If a poll had been taken to find out why concertgoers came to the Get Out and Vote '08 concert Saturday night at sold-out Roy Wilkins Auditorium, the results probably would have been: 93 percent to see the Beastie Boys, 3 percent to see Tenacious D, 2 percent because "my friend had an extra ticket," 1 percent to see Ben Harper and 1 percent to rock the vote.

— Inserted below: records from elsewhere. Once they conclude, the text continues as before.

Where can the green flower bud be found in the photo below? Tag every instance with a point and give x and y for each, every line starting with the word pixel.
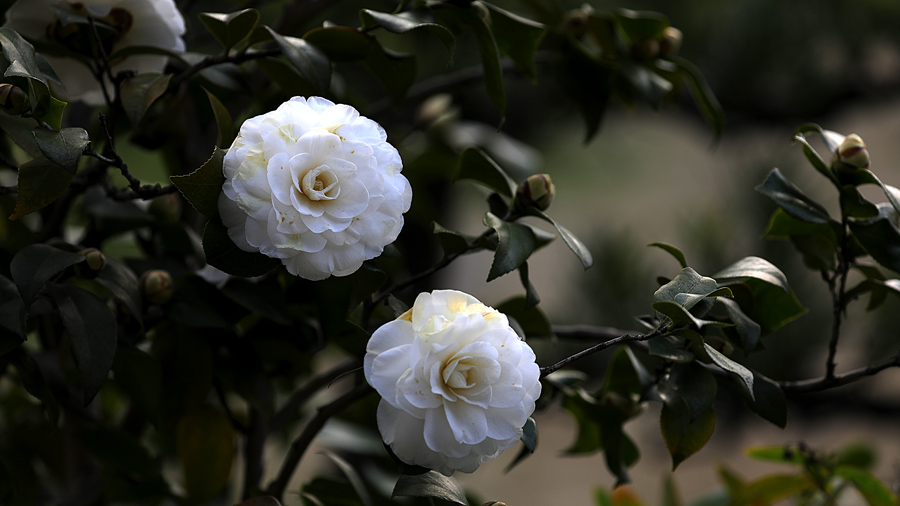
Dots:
pixel 157 286
pixel 13 99
pixel 670 42
pixel 536 191
pixel 852 153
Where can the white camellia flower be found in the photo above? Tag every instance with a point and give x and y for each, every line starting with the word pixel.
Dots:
pixel 122 23
pixel 316 185
pixel 457 383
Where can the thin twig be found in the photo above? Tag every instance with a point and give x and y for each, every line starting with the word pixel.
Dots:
pixel 299 446
pixel 826 382
pixel 600 347
pixel 306 391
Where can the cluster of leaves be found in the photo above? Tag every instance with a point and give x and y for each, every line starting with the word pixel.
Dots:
pixel 820 478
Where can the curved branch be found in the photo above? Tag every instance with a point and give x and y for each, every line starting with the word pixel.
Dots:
pixel 299 446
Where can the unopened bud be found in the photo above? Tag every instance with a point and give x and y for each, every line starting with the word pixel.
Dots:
pixel 670 42
pixel 157 286
pixel 853 153
pixel 13 99
pixel 536 191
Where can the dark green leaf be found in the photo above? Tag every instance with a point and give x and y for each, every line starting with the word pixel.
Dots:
pixel 36 264
pixel 880 237
pixel 403 22
pixel 790 198
pixel 490 57
pixel 532 320
pixel 139 92
pixel 223 254
pixel 704 97
pixel 206 448
pixel 517 243
pixel 202 187
pixel 341 43
pixel 124 284
pixel 754 267
pixel 40 183
pixel 92 331
pixel 871 488
pixel 34 382
pixel 395 71
pixel 430 484
pixel 475 164
pixel 569 238
pixel 229 29
pixel 773 488
pixel 311 62
pixel 64 147
pixel 516 37
pixel 684 438
pixel 224 124
pixel 672 250
pixel 352 476
pixel 12 310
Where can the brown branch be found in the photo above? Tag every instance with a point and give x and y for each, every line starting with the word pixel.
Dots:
pixel 608 342
pixel 299 446
pixel 833 381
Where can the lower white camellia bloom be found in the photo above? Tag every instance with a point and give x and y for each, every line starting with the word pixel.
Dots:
pixel 316 185
pixel 121 23
pixel 457 383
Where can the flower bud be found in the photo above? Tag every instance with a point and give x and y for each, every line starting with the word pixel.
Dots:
pixel 536 191
pixel 13 99
pixel 670 42
pixel 157 286
pixel 852 153
pixel 94 259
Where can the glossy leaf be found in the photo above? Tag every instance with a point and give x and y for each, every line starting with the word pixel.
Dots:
pixel 517 243
pixel 139 92
pixel 871 488
pixel 223 254
pixel 430 484
pixel 739 370
pixel 573 242
pixel 231 28
pixel 516 37
pixel 206 448
pixel 40 182
pixel 36 264
pixel 773 488
pixel 224 124
pixel 202 187
pixel 672 250
pixel 403 22
pixel 91 327
pixel 684 438
pixel 880 237
pixel 310 61
pixel 63 147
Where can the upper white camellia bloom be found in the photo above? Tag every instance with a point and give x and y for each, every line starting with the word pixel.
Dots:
pixel 316 185
pixel 457 383
pixel 121 23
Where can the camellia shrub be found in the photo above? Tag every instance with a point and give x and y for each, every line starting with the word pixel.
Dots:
pixel 222 225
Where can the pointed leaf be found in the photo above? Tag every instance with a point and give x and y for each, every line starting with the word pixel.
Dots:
pixel 36 264
pixel 517 243
pixel 64 147
pixel 92 331
pixel 202 187
pixel 430 484
pixel 40 183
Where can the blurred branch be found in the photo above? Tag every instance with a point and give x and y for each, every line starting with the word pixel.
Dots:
pixel 299 446
pixel 608 342
pixel 826 382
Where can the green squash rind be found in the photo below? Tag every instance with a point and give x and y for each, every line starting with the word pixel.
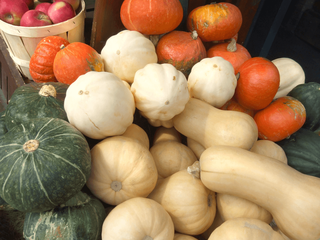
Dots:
pixel 50 175
pixel 27 103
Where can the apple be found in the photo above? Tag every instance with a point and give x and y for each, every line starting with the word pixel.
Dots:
pixel 61 11
pixel 74 3
pixel 12 11
pixel 35 18
pixel 43 7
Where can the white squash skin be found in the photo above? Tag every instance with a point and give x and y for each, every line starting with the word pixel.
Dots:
pixel 127 52
pixel 213 81
pixel 160 91
pixel 291 75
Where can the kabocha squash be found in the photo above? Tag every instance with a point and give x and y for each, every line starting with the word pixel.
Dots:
pixel 215 21
pixel 302 151
pixel 294 204
pixel 41 61
pixel 126 52
pixel 99 105
pixel 245 229
pixel 138 218
pixel 181 49
pixel 211 126
pixel 122 168
pixel 213 81
pixel 153 17
pixel 36 100
pixel 81 217
pixel 309 95
pixel 281 118
pixel 291 75
pixel 74 60
pixel 44 162
pixel 190 204
pixel 160 92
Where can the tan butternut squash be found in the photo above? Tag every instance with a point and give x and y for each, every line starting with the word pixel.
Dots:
pixel 290 196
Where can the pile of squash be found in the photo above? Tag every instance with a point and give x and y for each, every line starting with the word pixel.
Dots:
pixel 164 135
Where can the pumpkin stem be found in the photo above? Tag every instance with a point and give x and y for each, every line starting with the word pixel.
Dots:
pixel 48 91
pixel 194 169
pixel 31 145
pixel 232 46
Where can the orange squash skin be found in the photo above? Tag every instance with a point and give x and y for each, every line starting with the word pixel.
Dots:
pixel 283 117
pixel 75 60
pixel 215 21
pixel 152 17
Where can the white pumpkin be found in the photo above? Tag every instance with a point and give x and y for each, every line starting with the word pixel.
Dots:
pixel 99 105
pixel 126 52
pixel 291 75
pixel 160 92
pixel 213 81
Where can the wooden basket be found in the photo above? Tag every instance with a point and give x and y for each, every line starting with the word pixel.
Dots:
pixel 22 41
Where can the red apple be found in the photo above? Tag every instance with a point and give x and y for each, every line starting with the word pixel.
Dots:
pixel 60 12
pixel 35 18
pixel 43 7
pixel 74 3
pixel 12 11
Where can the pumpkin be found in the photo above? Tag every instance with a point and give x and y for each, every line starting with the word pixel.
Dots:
pixel 44 162
pixel 190 204
pixel 171 156
pixel 211 126
pixel 151 18
pixel 181 49
pixel 294 204
pixel 74 60
pixel 41 61
pixel 99 105
pixel 233 52
pixel 138 218
pixel 258 83
pixel 245 229
pixel 213 81
pixel 280 119
pixel 302 151
pixel 36 100
pixel 309 95
pixel 291 75
pixel 160 92
pixel 215 21
pixel 126 52
pixel 81 217
pixel 122 168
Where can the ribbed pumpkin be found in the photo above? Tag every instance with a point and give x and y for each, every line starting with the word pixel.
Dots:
pixel 41 61
pixel 151 17
pixel 75 60
pixel 215 21
pixel 81 217
pixel 44 162
pixel 181 49
pixel 36 100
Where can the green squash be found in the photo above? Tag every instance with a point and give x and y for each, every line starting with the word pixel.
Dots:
pixel 36 100
pixel 309 95
pixel 302 149
pixel 44 162
pixel 79 218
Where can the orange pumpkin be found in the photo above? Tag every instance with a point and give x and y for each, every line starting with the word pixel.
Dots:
pixel 283 117
pixel 181 49
pixel 258 83
pixel 233 52
pixel 152 17
pixel 215 21
pixel 41 61
pixel 75 60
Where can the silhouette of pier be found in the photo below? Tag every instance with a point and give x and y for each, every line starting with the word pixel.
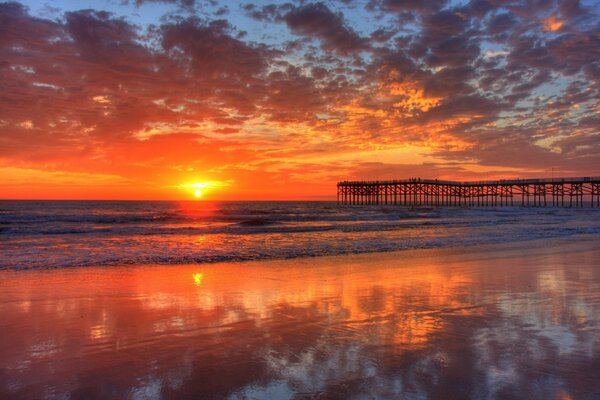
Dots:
pixel 550 192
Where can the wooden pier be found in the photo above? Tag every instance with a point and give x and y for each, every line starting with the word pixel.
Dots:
pixel 551 192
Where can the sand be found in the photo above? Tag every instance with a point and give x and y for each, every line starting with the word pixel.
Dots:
pixel 518 320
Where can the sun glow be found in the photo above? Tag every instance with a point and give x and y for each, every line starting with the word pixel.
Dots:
pixel 199 189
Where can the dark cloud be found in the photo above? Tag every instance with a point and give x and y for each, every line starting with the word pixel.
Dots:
pixel 317 20
pixel 487 75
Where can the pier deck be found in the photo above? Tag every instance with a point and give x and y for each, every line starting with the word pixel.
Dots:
pixel 552 192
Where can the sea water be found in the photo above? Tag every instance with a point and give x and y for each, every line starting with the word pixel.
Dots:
pixel 50 234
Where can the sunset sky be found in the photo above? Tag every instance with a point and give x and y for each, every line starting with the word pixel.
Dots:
pixel 150 99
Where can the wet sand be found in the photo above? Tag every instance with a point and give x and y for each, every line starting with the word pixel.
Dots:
pixel 507 321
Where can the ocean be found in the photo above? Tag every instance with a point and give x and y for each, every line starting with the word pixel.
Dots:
pixel 62 234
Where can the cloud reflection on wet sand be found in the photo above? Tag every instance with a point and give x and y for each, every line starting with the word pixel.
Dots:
pixel 505 323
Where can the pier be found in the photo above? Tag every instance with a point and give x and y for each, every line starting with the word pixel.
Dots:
pixel 550 192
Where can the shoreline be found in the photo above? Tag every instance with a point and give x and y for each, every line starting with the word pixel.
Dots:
pixel 449 253
pixel 498 320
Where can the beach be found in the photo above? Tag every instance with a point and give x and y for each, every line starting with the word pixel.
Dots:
pixel 506 320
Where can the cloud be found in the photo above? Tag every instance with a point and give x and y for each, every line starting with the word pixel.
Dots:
pixel 317 20
pixel 92 91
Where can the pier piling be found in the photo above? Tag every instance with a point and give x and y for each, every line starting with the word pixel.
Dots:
pixel 550 192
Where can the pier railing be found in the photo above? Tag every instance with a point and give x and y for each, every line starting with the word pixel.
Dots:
pixel 555 192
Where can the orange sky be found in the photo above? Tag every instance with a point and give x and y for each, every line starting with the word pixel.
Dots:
pixel 280 101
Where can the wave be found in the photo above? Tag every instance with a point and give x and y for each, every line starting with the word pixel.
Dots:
pixel 69 234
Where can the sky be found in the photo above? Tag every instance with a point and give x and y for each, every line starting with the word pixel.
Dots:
pixel 264 100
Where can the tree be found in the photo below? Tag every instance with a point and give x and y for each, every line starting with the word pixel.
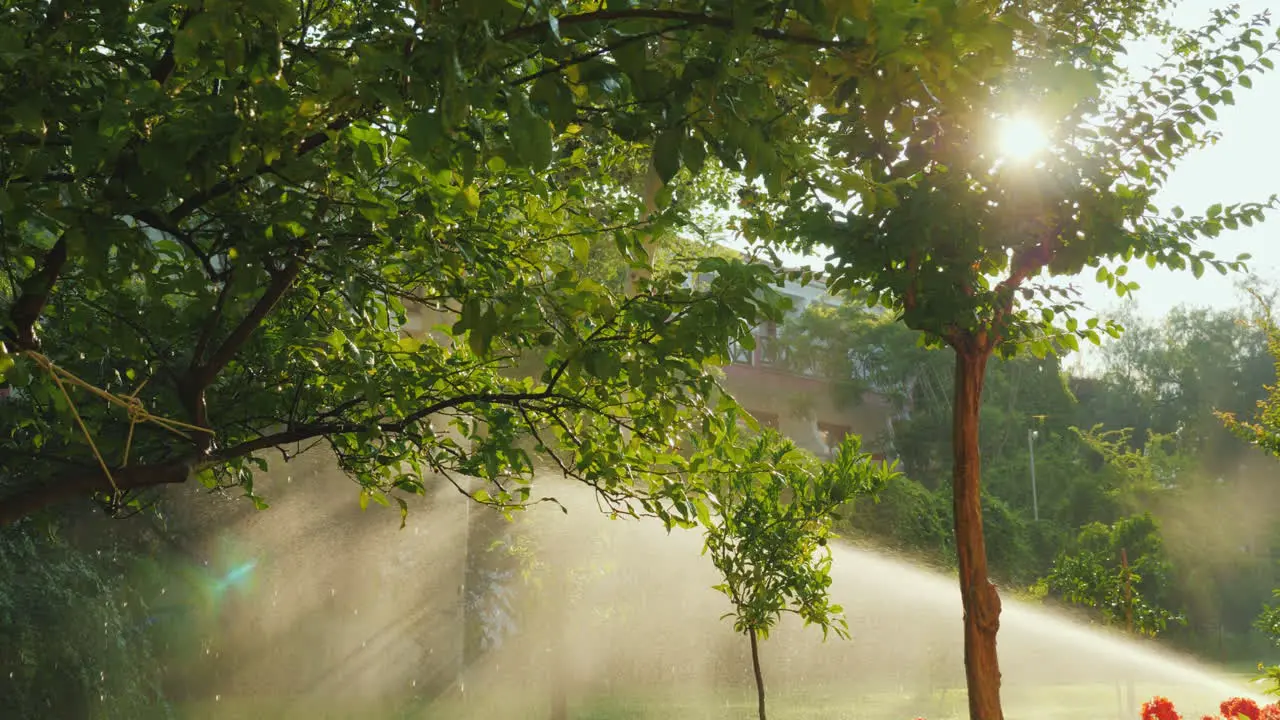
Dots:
pixel 1264 431
pixel 218 218
pixel 1120 572
pixel 1269 623
pixel 923 217
pixel 768 525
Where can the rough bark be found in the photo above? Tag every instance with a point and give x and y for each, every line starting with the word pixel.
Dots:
pixel 759 677
pixel 979 597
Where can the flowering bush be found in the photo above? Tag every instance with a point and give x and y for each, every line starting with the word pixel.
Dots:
pixel 1234 709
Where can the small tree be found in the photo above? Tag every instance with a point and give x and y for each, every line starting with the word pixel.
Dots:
pixel 1116 570
pixel 1269 621
pixel 970 247
pixel 1265 429
pixel 767 527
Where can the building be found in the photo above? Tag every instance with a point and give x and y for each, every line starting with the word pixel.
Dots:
pixel 796 401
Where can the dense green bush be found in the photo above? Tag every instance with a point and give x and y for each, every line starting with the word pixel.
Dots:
pixel 74 629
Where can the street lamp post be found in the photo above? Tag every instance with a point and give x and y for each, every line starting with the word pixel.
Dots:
pixel 1031 446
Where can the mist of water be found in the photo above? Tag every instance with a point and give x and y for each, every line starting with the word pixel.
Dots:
pixel 342 614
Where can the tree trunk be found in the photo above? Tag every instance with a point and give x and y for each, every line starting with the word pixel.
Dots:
pixel 978 596
pixel 759 677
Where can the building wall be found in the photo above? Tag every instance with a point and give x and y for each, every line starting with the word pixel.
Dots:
pixel 807 409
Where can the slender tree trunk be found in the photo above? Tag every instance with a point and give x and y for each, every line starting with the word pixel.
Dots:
pixel 979 597
pixel 759 677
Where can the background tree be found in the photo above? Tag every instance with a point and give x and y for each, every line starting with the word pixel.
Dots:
pixel 956 240
pixel 223 214
pixel 1269 623
pixel 1120 572
pixel 768 525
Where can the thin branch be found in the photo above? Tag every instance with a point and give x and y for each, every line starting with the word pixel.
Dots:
pixel 154 219
pixel 684 17
pixel 206 335
pixel 584 57
pixel 227 186
pixel 164 67
pixel 31 304
pixel 280 282
pixel 90 481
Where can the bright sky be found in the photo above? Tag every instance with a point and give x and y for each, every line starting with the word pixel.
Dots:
pixel 1243 167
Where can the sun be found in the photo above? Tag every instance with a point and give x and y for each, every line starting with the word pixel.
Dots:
pixel 1020 139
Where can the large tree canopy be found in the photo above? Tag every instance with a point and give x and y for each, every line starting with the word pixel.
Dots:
pixel 215 218
pixel 922 214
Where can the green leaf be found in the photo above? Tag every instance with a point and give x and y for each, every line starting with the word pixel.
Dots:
pixel 666 154
pixel 530 136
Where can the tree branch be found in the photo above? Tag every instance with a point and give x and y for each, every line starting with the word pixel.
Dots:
pixel 90 481
pixel 30 305
pixel 164 67
pixel 229 185
pixel 684 17
pixel 318 429
pixel 159 223
pixel 206 335
pixel 280 282
pixel 584 57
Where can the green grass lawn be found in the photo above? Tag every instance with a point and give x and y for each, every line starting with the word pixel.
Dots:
pixel 1054 702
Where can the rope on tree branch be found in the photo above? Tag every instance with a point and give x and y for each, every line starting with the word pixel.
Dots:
pixel 131 404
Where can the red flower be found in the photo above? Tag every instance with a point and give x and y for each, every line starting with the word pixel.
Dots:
pixel 1237 706
pixel 1161 709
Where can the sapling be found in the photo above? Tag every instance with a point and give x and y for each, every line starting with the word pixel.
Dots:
pixel 768 523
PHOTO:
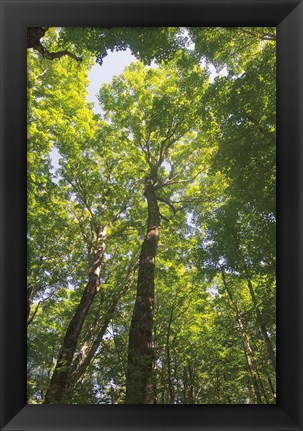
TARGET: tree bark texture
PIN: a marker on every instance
(139, 377)
(245, 340)
(260, 320)
(59, 381)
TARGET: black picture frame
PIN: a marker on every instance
(286, 15)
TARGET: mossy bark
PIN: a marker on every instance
(139, 379)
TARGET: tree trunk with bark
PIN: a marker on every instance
(139, 377)
(59, 381)
(245, 340)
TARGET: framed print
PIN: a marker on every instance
(148, 150)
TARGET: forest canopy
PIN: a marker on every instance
(151, 225)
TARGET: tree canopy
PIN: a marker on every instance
(151, 226)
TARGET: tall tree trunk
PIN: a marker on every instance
(59, 381)
(168, 359)
(139, 377)
(87, 351)
(260, 320)
(245, 341)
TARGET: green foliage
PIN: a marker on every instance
(209, 146)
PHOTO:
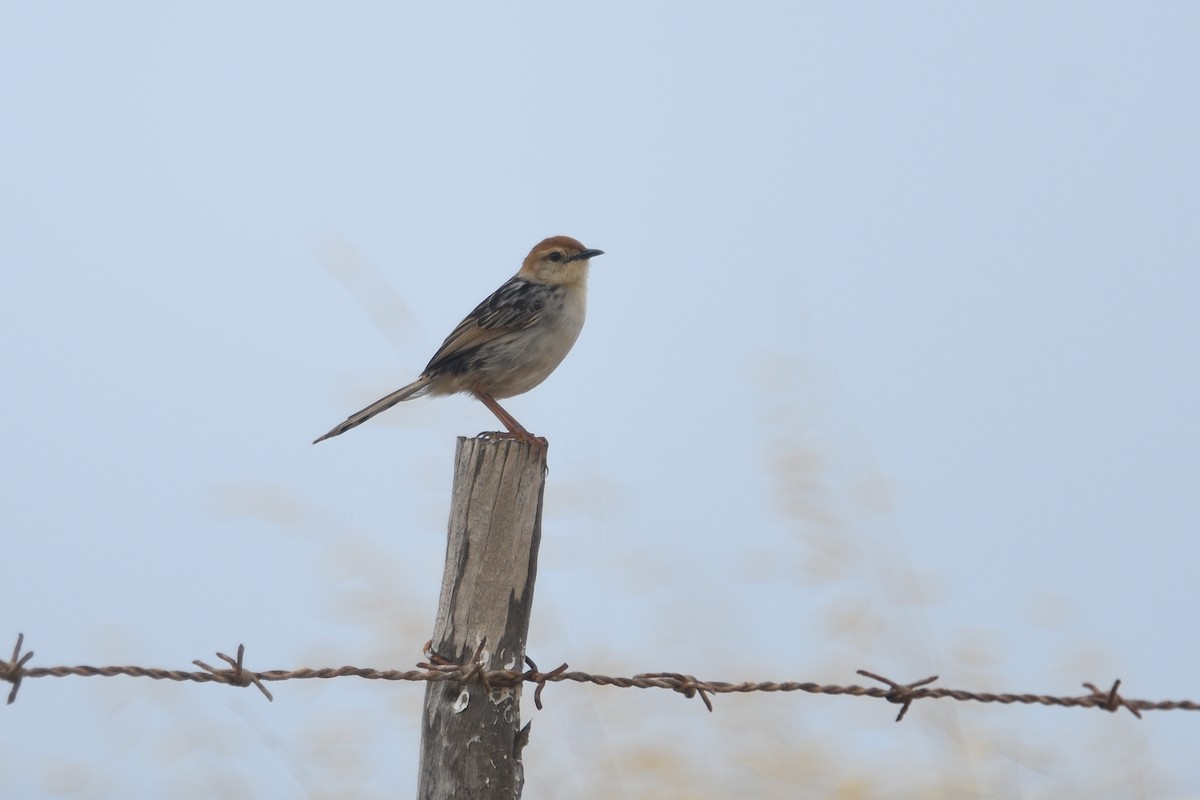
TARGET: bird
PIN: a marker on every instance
(511, 342)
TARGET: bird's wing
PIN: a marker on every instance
(514, 306)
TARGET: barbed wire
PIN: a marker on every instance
(436, 668)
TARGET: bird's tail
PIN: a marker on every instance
(414, 389)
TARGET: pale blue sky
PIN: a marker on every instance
(891, 364)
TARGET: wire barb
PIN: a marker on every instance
(15, 671)
(901, 693)
(237, 677)
(1111, 701)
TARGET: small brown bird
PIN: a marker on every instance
(511, 342)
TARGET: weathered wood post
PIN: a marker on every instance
(468, 734)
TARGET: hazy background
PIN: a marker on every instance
(892, 364)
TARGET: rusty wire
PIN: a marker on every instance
(435, 668)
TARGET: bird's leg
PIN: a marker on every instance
(516, 431)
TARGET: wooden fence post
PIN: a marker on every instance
(469, 737)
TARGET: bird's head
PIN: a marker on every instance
(558, 260)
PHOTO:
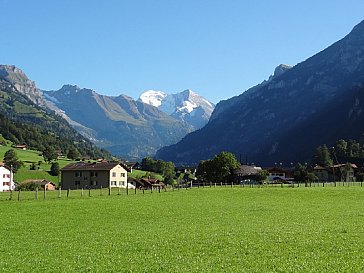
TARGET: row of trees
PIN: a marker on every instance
(166, 169)
(343, 151)
(12, 160)
(218, 169)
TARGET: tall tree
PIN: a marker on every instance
(322, 156)
(55, 169)
(73, 153)
(49, 154)
(11, 160)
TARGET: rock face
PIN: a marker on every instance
(21, 82)
(286, 117)
(127, 128)
(186, 106)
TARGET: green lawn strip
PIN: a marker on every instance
(195, 230)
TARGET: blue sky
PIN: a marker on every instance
(216, 48)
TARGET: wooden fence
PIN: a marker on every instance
(20, 195)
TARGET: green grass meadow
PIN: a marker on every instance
(195, 230)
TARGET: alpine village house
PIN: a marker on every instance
(6, 179)
(94, 175)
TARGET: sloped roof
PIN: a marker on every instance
(41, 182)
(85, 166)
(244, 170)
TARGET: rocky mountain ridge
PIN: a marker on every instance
(128, 128)
(284, 118)
(186, 106)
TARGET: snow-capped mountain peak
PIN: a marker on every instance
(186, 105)
(153, 97)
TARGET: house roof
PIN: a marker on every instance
(246, 170)
(85, 166)
(343, 165)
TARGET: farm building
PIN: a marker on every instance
(6, 179)
(246, 174)
(94, 175)
(42, 183)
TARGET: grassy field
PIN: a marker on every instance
(28, 157)
(195, 230)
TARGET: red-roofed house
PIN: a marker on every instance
(6, 179)
(94, 175)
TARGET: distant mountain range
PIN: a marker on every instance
(186, 106)
(24, 121)
(286, 117)
(125, 127)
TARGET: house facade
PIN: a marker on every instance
(246, 174)
(6, 179)
(94, 175)
(42, 183)
(279, 174)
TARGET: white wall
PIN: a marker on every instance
(6, 179)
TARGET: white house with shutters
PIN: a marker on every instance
(6, 179)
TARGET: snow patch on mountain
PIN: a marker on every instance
(187, 105)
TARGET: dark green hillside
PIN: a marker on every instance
(23, 122)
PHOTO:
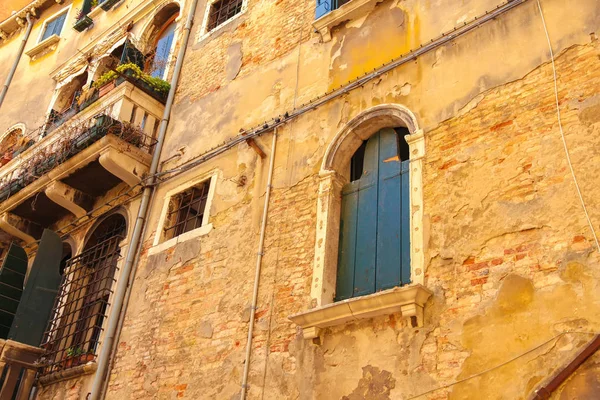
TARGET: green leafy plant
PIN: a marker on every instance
(133, 70)
(74, 352)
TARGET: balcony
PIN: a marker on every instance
(81, 154)
(18, 363)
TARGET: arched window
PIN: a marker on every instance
(161, 39)
(374, 247)
(84, 297)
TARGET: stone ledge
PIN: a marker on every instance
(407, 300)
(69, 373)
(43, 45)
(351, 10)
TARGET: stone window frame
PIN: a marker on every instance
(159, 244)
(50, 42)
(408, 299)
(204, 33)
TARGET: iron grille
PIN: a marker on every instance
(186, 210)
(73, 333)
(221, 11)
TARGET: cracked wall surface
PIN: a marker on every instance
(508, 253)
(509, 256)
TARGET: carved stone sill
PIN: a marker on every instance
(46, 45)
(70, 373)
(407, 300)
(351, 10)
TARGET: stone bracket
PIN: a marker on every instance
(123, 167)
(19, 227)
(69, 198)
(407, 300)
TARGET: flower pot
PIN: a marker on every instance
(108, 4)
(83, 23)
(85, 358)
(6, 157)
(107, 88)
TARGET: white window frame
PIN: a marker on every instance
(66, 10)
(204, 32)
(159, 243)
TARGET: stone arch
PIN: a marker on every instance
(361, 127)
(167, 14)
(334, 174)
(88, 240)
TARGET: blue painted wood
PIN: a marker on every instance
(12, 278)
(346, 260)
(389, 226)
(405, 222)
(323, 7)
(366, 235)
(40, 292)
(375, 222)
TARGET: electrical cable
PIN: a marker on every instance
(556, 337)
(562, 133)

Despite the well-intentioned purpose of the seven-city tour to encourage young people to vote on Tuesday, this was essentially a Beastie Boys concert. Not only had the legendary New York-bred hip-hop trio not performed in the Twin Cities since 1998, but the Beasties hadn't played in such a small venue in probably 15 years. And they didn't disappoint the eager 6,000 fans. They gave an invigorating performance of old-school hip-hop with a little punk, funk and jazz mixed in.

Despite having to contend with a sound system that muffled their vocals, the Beasties once again demonstrated their famously intricate verbal dexterity, with the three MCs seamlessly exchanging lines and rhymes. While sleepy MCA, 44, had less energy than Neil Diamond, Ad-Rock and Mike D, both 42, were as hyped as always.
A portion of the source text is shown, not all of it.